Accessing the yield while limiting duration (interest rate) risk
With bonds having fallen 12% since the end of 2020, there may be pockets of ‘value’ for investors seeking income with attempting to preserve capital. One way it may be prudent for investors to consider bonds is to shorten the duration of their fixed-term bond investments to mitigate the impact of rising interest rates and target higher rated bonds to mitigate credit risks.
The bonds with the greatest duration risk are long-end fixed term bonds. Duration risk measures the sensitivity of a bond to changes in interest rate movements.

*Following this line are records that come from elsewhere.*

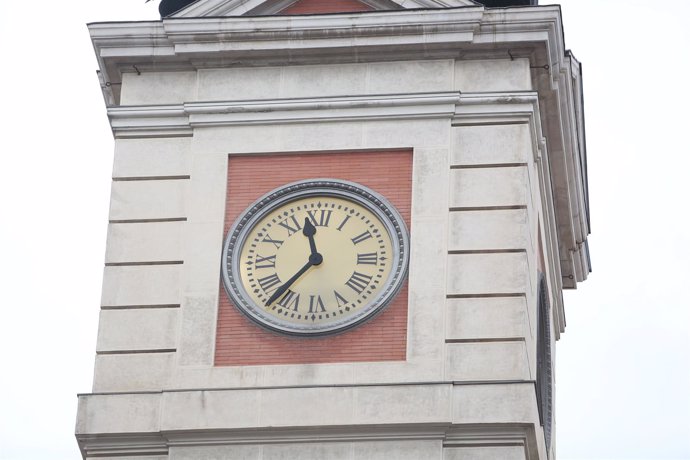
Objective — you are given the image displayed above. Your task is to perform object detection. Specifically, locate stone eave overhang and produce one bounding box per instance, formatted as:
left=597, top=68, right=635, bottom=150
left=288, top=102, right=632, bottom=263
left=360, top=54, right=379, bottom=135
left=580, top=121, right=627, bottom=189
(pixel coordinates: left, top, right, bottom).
left=89, top=6, right=590, bottom=290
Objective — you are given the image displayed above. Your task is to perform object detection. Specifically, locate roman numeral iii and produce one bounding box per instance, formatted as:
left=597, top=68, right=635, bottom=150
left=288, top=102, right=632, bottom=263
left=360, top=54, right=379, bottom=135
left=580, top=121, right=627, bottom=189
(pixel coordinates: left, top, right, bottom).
left=357, top=252, right=379, bottom=265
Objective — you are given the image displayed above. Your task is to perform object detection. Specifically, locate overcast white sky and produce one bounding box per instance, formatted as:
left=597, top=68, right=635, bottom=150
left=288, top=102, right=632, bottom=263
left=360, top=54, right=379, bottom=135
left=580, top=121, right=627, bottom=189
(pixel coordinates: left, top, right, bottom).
left=0, top=0, right=690, bottom=460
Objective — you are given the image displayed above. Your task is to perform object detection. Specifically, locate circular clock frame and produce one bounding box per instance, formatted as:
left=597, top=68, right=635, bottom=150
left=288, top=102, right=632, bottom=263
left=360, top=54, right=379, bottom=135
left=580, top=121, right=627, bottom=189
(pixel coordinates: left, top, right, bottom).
left=221, top=178, right=409, bottom=337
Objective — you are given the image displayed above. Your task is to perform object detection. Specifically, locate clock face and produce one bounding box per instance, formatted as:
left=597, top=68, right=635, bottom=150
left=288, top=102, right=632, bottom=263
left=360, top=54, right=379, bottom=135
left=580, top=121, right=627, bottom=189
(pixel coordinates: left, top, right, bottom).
left=223, top=179, right=409, bottom=336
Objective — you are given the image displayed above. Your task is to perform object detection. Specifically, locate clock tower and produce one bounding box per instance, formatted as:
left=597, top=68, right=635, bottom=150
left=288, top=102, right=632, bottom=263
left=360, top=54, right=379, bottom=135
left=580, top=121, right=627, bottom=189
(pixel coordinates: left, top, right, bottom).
left=76, top=0, right=590, bottom=460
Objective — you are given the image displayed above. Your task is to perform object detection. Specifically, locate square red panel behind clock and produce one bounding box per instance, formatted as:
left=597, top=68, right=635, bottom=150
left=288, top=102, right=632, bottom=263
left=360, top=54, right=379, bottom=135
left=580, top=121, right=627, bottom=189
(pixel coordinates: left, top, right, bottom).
left=215, top=149, right=412, bottom=366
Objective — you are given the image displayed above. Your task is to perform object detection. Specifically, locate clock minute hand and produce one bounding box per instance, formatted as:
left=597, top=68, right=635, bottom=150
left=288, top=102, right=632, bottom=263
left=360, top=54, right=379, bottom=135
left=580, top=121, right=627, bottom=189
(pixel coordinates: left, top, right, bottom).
left=266, top=257, right=314, bottom=307
left=302, top=217, right=318, bottom=255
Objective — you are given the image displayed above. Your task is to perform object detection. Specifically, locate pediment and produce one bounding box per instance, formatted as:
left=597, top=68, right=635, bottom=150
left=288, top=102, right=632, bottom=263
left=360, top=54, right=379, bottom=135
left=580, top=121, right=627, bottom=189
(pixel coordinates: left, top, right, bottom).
left=169, top=0, right=478, bottom=18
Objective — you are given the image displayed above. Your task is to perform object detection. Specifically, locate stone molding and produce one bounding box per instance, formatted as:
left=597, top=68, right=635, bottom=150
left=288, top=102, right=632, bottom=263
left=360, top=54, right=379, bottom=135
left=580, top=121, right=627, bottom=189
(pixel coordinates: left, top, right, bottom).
left=89, top=8, right=590, bottom=292
left=170, top=0, right=476, bottom=18
left=76, top=382, right=543, bottom=459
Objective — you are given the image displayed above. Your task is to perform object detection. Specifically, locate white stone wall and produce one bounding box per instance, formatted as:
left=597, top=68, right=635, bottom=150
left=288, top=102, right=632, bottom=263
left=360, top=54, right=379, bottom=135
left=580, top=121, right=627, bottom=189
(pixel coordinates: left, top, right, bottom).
left=77, top=55, right=548, bottom=460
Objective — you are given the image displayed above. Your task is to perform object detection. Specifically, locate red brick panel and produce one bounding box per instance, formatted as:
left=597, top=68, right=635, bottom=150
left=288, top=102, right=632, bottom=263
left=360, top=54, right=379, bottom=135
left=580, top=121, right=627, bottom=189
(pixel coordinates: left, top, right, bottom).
left=215, top=150, right=412, bottom=366
left=278, top=0, right=374, bottom=14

For example, if the duration of a bond is 4, it means that with a 1% rate rise, the value of the bond would fall 4%. A bond with a duration of 2 would only fall 2% on a 1% rate rise.
Short dated over long dated securities
The VanEck Australian Corporate Bond Plus ETF (PLUS) provides a diversified, investment-grade credit exposure but features a shorter duration than the AusBond Composite. PLUS had an average modified duration of 4.59 as at 21 June compared to 5.17 years for the for the AusBond Composite.
Not only that, it’s yield, or income return, is higher with an average yield to maturity of 5.87% as at 21 June 2022, compared to 4.00% for the benchmark. Currently, PLUS holds only investment grade bonds and has an average credit rating of A-.